Ecto.Query join associativity (order of join operations)

Hello,

I just found a bug in a larger query of mine, which boils down to this simplified example:

(For the sake of the example, assume a Post can have only one, optional, Comment)

Post
|> join(:left, [p], c in assoc(p, :comment)
|> join(:inner, [p, c], u in assoc(c, :user))

The correct version uses left in both join statements.

I believe this query is wrong, because the inner join was written with the idea that a Comment will always have a User, so a join between Comment and User will always produce the same rows, whether an :inner or a :left join.
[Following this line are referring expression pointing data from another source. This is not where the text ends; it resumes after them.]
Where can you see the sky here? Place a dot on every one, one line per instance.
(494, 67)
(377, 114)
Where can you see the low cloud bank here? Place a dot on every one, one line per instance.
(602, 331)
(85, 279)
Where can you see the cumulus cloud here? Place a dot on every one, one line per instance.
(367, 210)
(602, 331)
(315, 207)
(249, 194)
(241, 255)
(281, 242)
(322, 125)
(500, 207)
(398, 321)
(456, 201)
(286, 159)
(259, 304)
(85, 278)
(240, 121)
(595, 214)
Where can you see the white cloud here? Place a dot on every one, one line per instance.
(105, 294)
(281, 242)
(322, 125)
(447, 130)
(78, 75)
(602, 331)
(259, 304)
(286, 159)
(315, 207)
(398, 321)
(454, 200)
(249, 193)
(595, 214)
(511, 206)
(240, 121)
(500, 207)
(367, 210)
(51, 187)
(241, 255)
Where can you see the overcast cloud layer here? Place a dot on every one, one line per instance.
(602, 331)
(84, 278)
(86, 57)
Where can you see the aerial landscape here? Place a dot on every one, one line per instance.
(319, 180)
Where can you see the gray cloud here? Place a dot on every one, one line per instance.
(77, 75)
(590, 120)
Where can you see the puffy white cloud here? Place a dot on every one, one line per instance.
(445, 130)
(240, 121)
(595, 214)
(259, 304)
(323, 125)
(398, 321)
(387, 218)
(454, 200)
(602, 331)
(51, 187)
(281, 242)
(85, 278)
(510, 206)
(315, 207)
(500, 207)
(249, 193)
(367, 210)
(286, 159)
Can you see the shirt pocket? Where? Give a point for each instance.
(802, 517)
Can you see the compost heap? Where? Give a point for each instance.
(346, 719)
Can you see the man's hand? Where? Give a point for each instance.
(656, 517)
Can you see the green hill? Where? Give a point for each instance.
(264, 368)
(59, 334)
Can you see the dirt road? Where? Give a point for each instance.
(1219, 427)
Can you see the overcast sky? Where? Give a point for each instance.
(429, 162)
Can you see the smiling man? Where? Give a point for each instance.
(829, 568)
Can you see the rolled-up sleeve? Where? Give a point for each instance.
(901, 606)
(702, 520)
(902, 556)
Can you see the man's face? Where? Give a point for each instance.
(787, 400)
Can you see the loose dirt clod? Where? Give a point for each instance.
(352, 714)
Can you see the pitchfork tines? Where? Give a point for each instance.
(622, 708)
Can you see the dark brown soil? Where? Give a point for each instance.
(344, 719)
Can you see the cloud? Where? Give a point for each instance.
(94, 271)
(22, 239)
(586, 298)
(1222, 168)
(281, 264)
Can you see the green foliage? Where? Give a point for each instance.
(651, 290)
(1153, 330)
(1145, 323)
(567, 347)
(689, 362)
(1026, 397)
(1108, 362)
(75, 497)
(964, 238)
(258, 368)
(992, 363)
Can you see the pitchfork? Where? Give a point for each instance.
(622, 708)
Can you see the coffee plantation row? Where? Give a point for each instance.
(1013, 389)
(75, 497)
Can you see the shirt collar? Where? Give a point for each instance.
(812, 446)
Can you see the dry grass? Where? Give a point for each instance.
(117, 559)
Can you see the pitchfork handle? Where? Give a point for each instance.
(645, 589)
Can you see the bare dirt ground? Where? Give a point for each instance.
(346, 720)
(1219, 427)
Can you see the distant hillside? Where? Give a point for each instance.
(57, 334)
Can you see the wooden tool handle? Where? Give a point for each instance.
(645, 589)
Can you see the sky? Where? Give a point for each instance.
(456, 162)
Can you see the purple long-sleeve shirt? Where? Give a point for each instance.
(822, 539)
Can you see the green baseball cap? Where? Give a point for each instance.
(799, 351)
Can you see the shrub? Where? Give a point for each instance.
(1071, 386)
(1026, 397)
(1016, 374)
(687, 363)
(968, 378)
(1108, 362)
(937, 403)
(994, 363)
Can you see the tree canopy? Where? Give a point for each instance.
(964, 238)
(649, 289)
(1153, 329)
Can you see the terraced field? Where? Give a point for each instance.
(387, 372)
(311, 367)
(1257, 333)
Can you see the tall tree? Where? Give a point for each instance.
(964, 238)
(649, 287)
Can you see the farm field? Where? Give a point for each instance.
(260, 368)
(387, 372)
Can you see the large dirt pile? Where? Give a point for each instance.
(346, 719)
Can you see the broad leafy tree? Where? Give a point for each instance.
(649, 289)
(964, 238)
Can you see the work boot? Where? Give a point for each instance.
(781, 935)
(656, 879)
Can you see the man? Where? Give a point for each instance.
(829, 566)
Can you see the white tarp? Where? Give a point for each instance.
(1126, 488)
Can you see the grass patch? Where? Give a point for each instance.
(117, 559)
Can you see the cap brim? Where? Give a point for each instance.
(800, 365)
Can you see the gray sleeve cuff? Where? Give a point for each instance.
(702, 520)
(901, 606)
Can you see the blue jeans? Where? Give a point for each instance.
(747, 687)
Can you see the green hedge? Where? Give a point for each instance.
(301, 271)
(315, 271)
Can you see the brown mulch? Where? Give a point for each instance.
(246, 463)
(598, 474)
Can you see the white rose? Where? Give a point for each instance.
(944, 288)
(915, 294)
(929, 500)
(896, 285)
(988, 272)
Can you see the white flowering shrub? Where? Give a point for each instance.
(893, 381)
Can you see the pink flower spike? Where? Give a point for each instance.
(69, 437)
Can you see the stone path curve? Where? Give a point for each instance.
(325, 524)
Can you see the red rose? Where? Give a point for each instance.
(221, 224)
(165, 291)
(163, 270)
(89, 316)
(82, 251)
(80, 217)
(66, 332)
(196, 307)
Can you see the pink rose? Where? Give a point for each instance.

However, at the SQL level it’s a huge difference whether we join

Post <<-> (Comment <-> User)
# or
(Post <<-> Comment) <-> User
# where <<-> shall denote a left join and <-> an inner join

in other words, joins of different types are not associative.

Apparently, in my case, the join pipeline boiled down to first joining Post-Comment, then User, which lead to missing result rows.

The question then is:
At the Ecto level, is this undefined behaviour, or is it just undocumented? (Or, is it documented but I could not find it?)

Ecto.Query uses the joins you specify exactly as specified; if you say join(:inner, ...) you get INNER JOIN ... and so on.

The question was about several, mixed joins.

This is not an Ecto’s behavior but that of your SQL database (Postgres, MySQL, SQLite, etc).

Ecto is responsible for generating SQL, sending it to the database, then casting the response into data structures you’ve specified. It’s not responsible for executing the SQL statements, that’s the responsibility of the database you are connecting to.

If you run the different queries directly on your database (skipping Ecto) you will see you get the same results.

I think I can answer my question at least in part:

from(a in "a")
|> join(:left, [a], b in "b")
|> join(:inner, [a, b], c in "c")
|> select([], 1) # makes Ecto happy
|> Repo.all

produces the following SQL query:

SELECT TRUE FROM "a" AS a0 LEFT OUTER JOIN "b" AS b1 ON TRUE INNER JOIN "c" AS c2 ON TRUE

Note that there are no brackets (and if there were any, that would require an additional FROM)

This means that intuitively, the Ecto query syntax directly matches the SQL syntax, and one just needs to know that in SQL, the joins happen in this order:

(a joins b) joins c

as explained in this SO answer: https://stackoverflow.com/a/12656047

Be mindful as “brackets” at this level are not plain enforcement of precendence, but are means of defining subqueries. Those require a whole different level of understanding sql query tradeoffs.

Perhaps it helps to keep in mind that SQL is a declarative language, you are telling it you want data that conforms to the query, not how it should retrieve the data.